UK – The Conservative Party says it will scrap the obligatory annuity purchase at age 75 and allow young workers to contract out of the basic state pension if it is brought to power in the country’s forthcoming general election....

Speaking at a pensions lecture at accountancy and advisory company Horwath Clark Whitehill, David Willets, shadow secretary of state for social security, set out the party’s five-point vote chasing plan for retirement policy in the run up to the polls.

These he said would include the removal of the liability for basic and lower rate tax on savings, simplification of pensions regulation, the ending of compulsory annuity purchase at age 75, maintenance of stability in pensions policy, and the freedom for younger workers to contract out of the basic state pension.

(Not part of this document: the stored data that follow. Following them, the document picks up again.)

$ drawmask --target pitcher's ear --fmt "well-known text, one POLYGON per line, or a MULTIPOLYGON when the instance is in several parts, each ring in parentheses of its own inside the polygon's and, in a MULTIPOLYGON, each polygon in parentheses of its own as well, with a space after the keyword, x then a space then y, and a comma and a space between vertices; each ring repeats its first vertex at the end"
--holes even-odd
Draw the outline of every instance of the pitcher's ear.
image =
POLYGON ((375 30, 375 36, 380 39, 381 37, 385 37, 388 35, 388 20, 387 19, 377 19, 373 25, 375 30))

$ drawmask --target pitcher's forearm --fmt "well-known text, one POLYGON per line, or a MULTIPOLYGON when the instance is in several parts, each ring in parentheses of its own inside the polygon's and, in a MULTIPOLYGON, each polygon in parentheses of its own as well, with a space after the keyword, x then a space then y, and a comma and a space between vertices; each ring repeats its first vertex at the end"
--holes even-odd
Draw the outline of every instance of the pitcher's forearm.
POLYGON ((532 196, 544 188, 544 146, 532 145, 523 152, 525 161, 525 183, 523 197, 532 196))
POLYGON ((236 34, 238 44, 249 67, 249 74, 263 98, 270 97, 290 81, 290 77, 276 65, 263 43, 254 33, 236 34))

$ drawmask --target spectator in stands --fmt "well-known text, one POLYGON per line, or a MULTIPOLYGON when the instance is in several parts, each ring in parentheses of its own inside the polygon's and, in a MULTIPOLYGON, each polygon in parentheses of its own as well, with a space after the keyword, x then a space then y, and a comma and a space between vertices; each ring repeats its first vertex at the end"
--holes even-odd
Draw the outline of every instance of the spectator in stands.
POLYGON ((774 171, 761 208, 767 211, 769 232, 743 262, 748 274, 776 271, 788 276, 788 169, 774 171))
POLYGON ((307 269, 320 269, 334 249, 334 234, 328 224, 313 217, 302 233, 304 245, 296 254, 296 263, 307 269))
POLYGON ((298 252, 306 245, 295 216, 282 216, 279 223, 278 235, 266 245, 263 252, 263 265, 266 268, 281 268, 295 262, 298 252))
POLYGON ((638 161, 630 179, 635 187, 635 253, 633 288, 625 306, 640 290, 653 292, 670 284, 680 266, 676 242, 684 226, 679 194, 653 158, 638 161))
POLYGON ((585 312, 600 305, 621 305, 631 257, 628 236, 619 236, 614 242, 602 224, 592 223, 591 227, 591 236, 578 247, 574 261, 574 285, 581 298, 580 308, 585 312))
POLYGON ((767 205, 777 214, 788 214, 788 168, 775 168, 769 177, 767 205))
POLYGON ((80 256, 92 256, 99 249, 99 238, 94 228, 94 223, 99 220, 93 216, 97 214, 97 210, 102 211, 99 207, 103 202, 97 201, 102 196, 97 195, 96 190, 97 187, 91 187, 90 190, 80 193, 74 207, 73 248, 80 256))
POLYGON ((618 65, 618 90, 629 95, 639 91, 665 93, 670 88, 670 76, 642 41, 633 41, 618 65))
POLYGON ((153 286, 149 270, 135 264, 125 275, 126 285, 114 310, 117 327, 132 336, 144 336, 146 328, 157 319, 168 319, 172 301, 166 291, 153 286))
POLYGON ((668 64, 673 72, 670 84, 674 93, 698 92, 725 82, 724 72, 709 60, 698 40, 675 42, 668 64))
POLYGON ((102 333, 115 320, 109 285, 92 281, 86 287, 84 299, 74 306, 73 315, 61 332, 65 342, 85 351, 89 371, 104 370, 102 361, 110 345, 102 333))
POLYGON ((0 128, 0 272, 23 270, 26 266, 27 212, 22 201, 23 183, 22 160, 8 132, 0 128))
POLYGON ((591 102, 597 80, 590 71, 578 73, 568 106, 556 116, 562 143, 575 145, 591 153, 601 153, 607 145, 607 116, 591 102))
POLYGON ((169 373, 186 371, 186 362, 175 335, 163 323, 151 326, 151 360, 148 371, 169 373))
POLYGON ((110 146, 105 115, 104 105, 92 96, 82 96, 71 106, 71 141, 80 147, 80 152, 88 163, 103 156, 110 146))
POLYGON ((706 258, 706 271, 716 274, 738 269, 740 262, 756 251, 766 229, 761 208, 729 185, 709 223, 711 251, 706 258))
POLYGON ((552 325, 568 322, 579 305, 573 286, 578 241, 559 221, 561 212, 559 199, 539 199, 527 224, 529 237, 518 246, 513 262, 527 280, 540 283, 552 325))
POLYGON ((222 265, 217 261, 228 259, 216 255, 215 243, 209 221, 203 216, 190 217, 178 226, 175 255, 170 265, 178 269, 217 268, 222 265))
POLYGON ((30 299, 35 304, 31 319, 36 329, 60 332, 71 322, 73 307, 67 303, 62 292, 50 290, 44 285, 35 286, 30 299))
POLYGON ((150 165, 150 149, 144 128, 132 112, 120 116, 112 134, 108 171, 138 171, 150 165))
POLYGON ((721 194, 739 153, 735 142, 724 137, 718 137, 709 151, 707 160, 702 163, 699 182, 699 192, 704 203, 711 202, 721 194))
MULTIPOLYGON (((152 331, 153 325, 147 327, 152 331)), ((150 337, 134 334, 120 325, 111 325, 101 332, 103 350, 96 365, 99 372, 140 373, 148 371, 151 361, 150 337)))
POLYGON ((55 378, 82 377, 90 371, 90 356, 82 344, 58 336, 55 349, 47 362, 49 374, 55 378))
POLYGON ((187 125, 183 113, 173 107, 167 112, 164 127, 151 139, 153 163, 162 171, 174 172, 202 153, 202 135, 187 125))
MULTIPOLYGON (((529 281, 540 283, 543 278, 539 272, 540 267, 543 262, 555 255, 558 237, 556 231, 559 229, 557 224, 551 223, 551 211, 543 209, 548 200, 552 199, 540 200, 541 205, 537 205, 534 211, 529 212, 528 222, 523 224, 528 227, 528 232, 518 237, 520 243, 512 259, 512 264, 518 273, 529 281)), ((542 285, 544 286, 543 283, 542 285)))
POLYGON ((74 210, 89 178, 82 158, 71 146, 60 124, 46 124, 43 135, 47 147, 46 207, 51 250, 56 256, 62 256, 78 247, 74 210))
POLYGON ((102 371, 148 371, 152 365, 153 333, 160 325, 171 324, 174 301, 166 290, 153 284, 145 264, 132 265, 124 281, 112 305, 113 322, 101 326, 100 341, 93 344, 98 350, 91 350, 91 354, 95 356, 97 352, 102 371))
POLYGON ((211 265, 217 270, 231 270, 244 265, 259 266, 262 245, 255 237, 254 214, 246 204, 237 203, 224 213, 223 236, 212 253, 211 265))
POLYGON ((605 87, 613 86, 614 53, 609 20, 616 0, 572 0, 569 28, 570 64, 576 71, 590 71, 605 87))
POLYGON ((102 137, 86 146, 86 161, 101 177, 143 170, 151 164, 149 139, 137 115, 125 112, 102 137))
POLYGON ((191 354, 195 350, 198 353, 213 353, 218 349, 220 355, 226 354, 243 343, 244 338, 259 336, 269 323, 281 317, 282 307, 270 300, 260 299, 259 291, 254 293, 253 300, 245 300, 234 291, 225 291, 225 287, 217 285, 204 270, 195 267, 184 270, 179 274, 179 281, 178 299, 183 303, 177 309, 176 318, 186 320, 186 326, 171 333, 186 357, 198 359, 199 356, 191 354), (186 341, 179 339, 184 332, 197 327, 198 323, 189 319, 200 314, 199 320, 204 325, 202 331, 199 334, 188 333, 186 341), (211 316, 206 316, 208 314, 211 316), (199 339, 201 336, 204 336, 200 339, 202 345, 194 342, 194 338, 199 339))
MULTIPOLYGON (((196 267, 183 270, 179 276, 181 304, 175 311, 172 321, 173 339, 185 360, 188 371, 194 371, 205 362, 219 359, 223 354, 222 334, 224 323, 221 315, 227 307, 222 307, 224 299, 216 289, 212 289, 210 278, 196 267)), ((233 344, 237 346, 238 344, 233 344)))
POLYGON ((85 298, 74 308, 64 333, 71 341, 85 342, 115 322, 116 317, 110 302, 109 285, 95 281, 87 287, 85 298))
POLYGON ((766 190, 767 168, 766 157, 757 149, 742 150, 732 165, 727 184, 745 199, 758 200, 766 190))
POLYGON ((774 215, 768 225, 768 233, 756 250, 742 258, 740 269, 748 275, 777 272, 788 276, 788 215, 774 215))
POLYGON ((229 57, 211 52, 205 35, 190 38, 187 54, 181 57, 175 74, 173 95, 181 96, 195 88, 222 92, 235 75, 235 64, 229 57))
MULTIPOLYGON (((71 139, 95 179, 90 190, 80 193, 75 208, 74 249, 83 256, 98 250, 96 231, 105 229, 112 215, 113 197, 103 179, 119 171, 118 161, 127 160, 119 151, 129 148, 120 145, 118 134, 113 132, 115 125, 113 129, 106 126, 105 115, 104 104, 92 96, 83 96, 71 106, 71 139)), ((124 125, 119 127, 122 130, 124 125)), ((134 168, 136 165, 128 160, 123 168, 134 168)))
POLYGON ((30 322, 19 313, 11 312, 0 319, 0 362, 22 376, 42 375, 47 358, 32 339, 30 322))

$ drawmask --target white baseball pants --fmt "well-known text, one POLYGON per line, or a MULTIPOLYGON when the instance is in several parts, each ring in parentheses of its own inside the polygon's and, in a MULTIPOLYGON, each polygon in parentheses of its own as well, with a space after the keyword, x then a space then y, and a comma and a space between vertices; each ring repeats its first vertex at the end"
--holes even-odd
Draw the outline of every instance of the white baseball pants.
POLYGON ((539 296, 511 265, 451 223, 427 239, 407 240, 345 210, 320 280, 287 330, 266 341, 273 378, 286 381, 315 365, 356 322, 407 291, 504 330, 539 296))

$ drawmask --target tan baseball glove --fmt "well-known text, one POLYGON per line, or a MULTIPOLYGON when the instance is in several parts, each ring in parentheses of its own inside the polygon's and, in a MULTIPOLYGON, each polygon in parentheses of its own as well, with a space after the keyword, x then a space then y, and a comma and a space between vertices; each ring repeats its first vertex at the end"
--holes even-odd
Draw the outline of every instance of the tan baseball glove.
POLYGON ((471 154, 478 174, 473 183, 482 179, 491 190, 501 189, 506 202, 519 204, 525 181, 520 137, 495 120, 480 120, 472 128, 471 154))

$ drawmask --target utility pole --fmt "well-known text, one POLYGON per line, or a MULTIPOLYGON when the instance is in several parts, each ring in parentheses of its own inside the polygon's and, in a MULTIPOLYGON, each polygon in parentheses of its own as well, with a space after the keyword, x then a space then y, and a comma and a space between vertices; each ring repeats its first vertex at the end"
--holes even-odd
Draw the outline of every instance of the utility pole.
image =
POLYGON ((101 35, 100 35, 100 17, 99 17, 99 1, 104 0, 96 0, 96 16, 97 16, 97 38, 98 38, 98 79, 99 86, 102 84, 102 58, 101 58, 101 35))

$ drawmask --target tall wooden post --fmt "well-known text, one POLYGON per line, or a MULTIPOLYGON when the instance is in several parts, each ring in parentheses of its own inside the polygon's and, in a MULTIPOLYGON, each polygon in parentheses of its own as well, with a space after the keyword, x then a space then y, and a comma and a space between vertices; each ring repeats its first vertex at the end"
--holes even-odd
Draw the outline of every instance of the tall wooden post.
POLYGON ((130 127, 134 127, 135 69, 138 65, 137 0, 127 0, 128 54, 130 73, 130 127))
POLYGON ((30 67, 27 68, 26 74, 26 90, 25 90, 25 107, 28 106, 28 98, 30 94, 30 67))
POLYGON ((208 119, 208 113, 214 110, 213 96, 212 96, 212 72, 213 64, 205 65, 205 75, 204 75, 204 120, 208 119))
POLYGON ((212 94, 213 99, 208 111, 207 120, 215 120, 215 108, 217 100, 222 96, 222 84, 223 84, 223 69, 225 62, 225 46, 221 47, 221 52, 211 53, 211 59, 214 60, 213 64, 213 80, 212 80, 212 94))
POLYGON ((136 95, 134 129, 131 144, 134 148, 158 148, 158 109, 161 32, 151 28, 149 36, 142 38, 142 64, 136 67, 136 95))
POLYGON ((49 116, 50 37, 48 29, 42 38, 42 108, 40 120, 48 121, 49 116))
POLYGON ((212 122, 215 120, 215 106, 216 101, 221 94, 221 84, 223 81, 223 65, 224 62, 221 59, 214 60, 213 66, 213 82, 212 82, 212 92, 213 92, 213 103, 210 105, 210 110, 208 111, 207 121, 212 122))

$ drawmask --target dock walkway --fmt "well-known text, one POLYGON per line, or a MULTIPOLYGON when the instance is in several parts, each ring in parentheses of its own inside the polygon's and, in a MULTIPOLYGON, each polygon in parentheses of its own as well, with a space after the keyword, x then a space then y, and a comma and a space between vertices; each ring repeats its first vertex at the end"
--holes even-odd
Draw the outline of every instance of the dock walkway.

Willets says the Conservatives will abolish lower and starting rate taxes on savings income and make dividends tax-free.
Only higher rate taxpayers would have to pay tax on savings.
However, he gave no indication in the speech over how he would simplify the pensions regime simpler and make it more flexible.
On annuities, Willets says that as long as the over 75s do not become dependent on means tested benefits, they should be free to continue to draw from their pension pot without buying an annuity.
Pensioners over age 75 would also get a higher increase on state benefits, which would be funded by abolishing the new deal for lone parents and savings on the social fund, he says.

Despite believing that stakeholder pensions are flawed, he would keep them to avoid further “planning blight,” as the public would feel unable to make decisions about pension provision because of uncertainty about future changes.
Furthermore, Willets argues that younger people should be given the option to have a funded pension instead of the basic state pension.

Finally, he commented that people in the UK were somewhat ignorant about pensions because companies formerly had the right to make scheme membership compulsory, adding: “you do not need to sell something that is compulsory.”